Layered mango and coconut punch pops

These refreshing ice blocks layer blended fresh mangoes and rum on top of a cheeky coconut milk and Malibu mixture for a fun adult-only treat - perfect for those lazy summer afternoons.

  • 20 mins preparation
  • 6 hrs marinating
  • Makes 10
  • Print


Sugar syrup
  • 2 cup caster sugar
  • 2 cup water
Layered mango and coconut punch pops
  • 2 mangoes, flesh removed
  • 1 cup sugar syrup (recipe above)
  • 1/4 cup white rum
  • 1/4 cup water
  • 270 millilitre can coconut milk
  • 1/2 cup coconut liqueur (malibu)


Sugar syrup
  • 1
    In a medium saucepan, stir caster sugar and water in a saucepan until sugar dissolves and mixture boils.

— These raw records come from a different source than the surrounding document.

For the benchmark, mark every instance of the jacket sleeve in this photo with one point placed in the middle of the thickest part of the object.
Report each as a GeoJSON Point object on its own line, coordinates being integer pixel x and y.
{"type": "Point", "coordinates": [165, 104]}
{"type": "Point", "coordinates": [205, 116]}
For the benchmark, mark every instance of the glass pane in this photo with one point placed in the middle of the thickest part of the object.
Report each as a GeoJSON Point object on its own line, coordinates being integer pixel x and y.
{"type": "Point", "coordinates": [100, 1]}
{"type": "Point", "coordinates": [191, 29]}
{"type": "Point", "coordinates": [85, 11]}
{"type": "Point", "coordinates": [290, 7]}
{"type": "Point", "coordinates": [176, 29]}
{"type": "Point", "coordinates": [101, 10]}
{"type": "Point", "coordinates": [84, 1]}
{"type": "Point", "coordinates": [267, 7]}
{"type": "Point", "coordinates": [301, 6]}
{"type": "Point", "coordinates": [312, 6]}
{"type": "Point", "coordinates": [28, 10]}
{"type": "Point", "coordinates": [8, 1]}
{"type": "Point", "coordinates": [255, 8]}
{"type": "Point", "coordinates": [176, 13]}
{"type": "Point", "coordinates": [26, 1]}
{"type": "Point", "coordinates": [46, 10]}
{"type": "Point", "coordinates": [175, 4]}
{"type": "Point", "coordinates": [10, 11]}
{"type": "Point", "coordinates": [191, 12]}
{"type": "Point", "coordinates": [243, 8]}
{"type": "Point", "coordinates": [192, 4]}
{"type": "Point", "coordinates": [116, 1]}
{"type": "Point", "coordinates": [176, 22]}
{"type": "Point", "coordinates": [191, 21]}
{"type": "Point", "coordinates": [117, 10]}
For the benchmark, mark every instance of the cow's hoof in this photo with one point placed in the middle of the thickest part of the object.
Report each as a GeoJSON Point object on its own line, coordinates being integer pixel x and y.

Simmer 2 minutes. Cool.
  • 2
    Reserve 1 cup for mango and coconut pops. Store remaining syrup in an airtight container in the fridge for up to 2 months.
Layered mango and coconut punch pops
  • 3
    In a food processor, puree mango, 1/2 cup sugar syrup, rum, and water until smooth. Transfer to a large jug.
  • 4
    In a jug, combine coconut milk, coconut liqueur and remaining sugar syrup.
  • 5
    Divide half the mango mixture between 12 x 1/3 cup ice block moulds. Freeze for 1 hour. Divide half coconut mixture between each. Repeat. Insert a paddle pop stick and freeze until firm.